Iraq Asks U.S. for Air Support

(Reuters) —
Members from the oil police force stand guard at Zubair oilfield in Basra, southeast of Baghdad. (REUTERS/ Essam Al-Sudani)
Members from the oil police force stand guard at Zubair oilfield in Basra, southeast of Baghdad. (REUTERS/ Essam Al-Sudani)

Iraq has asked the United States for air support in countering Sunni rebels, the top U.S. general said on Wednesday, after the insurgents seized major cities in a lightning advance that has routed the Shi’ite-led government’s army.

However, General Martin Dempsey, the chairman of the U.S. military’s Joint Chiefs of Staff, gave no direct reply when asked at a Congressional hearing whether Washington would agree to the request.

Baghdad said it wanted U.S. air strikes as the insurgents, led by fighters from the Islamic State of Iraq and the Levant (ISIL), battled their way into the biggest oil refinery in Iraq and the president of neighbouring Iran raised the prospect of intervening in a sectarian war that threatens to sweep across Middle East frontiers.

“We have a request from the Iraqi government for air power,” Dempsey told a Senate hearing in Washington. Asked whether the United States should honor that request, he said: “It is in our national security interest to counter ISIL wherever we find them.”

In the Saudi city of Jeddah, Iraqi Foreign Minister Hoshyar Zebari said Baghdad had asked for air strikes “to break the morale” of ISIL.

U.S. officials said the Iraqi request had included drone strikes and increased surveillance by U.S. drones.

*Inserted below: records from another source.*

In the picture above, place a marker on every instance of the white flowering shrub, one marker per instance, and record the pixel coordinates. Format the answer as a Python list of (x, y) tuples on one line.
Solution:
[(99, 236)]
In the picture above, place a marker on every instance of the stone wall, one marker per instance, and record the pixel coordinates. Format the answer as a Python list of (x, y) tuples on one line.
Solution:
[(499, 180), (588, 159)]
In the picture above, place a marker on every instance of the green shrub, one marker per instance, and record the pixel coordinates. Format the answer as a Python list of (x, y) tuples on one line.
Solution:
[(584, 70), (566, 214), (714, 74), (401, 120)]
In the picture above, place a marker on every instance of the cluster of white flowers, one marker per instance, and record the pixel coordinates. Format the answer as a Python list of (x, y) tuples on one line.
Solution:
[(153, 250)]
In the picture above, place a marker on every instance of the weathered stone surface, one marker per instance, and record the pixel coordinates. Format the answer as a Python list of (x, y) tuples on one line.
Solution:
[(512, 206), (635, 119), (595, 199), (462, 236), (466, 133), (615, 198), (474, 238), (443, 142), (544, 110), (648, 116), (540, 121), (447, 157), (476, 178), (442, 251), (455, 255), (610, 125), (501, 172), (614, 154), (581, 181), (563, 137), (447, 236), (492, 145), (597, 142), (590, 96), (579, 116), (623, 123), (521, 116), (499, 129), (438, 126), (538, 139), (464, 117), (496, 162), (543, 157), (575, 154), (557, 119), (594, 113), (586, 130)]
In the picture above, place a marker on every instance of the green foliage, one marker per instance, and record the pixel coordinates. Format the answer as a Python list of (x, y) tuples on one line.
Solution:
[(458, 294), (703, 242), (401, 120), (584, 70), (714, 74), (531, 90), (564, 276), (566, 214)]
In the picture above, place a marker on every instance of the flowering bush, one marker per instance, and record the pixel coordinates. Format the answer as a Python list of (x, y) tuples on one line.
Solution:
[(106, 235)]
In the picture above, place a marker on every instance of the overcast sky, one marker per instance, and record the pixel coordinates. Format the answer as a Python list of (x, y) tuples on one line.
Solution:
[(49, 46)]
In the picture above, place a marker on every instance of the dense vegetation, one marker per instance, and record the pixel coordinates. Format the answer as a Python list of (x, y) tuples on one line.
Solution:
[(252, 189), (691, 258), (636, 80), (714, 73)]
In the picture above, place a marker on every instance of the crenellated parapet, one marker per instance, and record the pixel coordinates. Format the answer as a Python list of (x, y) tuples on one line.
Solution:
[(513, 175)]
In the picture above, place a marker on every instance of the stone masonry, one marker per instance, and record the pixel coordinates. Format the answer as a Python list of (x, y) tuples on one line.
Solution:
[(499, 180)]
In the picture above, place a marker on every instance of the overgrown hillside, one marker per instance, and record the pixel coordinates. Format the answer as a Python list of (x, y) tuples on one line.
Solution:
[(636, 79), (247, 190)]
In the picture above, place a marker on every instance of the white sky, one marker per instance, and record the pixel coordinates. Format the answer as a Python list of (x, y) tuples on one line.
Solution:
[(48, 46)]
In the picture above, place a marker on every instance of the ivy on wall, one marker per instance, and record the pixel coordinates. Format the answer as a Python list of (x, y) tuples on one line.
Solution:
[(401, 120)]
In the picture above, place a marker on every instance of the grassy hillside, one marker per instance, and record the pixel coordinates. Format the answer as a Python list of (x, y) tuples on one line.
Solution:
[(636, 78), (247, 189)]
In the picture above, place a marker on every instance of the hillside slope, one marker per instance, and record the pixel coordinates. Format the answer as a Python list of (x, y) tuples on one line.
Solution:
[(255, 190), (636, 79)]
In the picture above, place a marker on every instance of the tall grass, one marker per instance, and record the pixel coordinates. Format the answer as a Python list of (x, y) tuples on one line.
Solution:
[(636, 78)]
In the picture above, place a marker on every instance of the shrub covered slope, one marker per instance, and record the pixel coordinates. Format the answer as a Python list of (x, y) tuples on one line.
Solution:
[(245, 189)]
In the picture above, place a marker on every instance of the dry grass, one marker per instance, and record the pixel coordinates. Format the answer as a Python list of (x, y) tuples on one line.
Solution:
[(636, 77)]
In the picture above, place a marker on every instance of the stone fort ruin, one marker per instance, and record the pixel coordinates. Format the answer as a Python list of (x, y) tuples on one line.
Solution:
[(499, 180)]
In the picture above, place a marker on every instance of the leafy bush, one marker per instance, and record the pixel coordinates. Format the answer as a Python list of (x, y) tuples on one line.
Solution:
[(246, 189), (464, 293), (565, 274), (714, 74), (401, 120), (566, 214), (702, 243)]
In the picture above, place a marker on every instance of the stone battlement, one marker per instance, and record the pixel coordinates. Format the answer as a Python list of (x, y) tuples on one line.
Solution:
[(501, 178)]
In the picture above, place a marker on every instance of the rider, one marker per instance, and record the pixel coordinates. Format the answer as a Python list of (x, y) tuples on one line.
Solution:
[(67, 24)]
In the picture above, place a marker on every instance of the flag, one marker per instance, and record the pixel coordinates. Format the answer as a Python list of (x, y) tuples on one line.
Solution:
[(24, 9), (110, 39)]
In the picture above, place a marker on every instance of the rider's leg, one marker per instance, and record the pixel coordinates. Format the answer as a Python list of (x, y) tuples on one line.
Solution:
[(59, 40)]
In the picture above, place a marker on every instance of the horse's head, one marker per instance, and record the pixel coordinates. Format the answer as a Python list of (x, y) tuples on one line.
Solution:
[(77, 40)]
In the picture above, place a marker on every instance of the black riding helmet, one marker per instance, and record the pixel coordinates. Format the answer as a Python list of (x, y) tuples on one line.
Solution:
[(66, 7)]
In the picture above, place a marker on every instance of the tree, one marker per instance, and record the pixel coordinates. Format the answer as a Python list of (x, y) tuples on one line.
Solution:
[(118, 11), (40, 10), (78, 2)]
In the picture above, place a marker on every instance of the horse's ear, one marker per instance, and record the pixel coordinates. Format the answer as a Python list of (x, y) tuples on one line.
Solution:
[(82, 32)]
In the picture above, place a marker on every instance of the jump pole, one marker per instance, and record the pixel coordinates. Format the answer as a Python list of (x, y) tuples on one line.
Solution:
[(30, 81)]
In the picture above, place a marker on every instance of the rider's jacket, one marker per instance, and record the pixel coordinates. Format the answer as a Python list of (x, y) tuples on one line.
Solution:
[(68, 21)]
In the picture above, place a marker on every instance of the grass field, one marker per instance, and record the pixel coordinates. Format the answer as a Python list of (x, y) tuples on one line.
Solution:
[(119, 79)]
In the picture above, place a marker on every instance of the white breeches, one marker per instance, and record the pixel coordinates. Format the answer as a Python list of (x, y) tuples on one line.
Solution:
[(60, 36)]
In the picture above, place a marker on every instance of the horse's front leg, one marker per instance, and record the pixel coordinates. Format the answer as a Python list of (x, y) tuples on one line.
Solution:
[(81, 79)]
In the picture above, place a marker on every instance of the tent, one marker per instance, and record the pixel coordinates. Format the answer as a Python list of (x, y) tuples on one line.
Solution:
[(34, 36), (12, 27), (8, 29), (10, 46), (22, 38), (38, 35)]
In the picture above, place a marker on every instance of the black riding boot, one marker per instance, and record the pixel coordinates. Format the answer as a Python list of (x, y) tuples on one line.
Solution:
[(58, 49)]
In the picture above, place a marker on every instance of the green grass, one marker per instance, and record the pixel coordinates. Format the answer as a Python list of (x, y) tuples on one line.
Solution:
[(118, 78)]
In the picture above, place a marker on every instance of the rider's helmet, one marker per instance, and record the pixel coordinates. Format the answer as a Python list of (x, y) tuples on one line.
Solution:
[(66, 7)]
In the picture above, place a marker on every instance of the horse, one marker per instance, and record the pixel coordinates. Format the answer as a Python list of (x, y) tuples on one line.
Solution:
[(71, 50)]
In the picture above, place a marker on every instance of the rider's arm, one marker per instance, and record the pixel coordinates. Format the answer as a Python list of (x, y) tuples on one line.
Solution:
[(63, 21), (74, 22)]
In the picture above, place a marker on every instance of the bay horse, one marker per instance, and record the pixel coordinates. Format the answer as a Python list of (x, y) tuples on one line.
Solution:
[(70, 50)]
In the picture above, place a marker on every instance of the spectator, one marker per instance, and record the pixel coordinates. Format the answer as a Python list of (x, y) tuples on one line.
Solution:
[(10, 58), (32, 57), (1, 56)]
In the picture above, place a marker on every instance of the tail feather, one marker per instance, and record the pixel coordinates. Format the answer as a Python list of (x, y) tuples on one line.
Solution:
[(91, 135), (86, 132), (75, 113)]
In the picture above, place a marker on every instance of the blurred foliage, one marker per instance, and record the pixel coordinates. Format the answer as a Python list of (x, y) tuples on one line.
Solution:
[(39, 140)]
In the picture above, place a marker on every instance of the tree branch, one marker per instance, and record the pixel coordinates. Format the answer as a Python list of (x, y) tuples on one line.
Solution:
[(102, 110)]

However, any air targets would be hard to identify because the militants did not have traditional supply lines or major infrastructure and mingled with civilians.

Refinery Battle

Sunni fighters were in control of three quarters of the territory of the Baiji refinery north of Baghdad, an official said there, after a morning of heavy fighting at gates defended by elite troops who have been under siege for a week.

ISIL aims to build a Sunni caliphate ruled on mediaeval precepts, but the rebels also include a broad spectrum of more moderate Sunnis furious at what they see as oppression by Baghdad.

Washington and other Western capitals are trying to save Iraq as a united country by leaning hard on Shi’ite Prime Minister Nuri al-Maliki to reach out to Sunnis. Maliki met Sunni and Kurdish political opponents overnight, concluding with a frosty, carefully staged joint appearance at which an appeal for national unity was read out.

So far Maliki’s government has relied almost entirely on his fellow Shi’ites for support, with officials denouncing Sunni political leaders as traitors. Shi’ite militia — many believed to be funded and backed by Iran — have mobilized to halt the Sunni advance, as Baghdad’s million-strong army, built by the United States at a cost of $25 billion, crumbles.

Religious War

Like the civil war in Syria next door, the new fighting threatens to draw in regional neighbors, mustering along sectarian lines in what fighters on both sides depict as an existential struggle for survival based on a religious rift dating to the 7th century.

Iranian President Hassan Rouhani made the clearest declaration yet that the Middle East’s main Shi’ite power was prepared to intervene to protect Iraq’s great shrines of Shi’ite imams, visited by millions of pilgrims each year.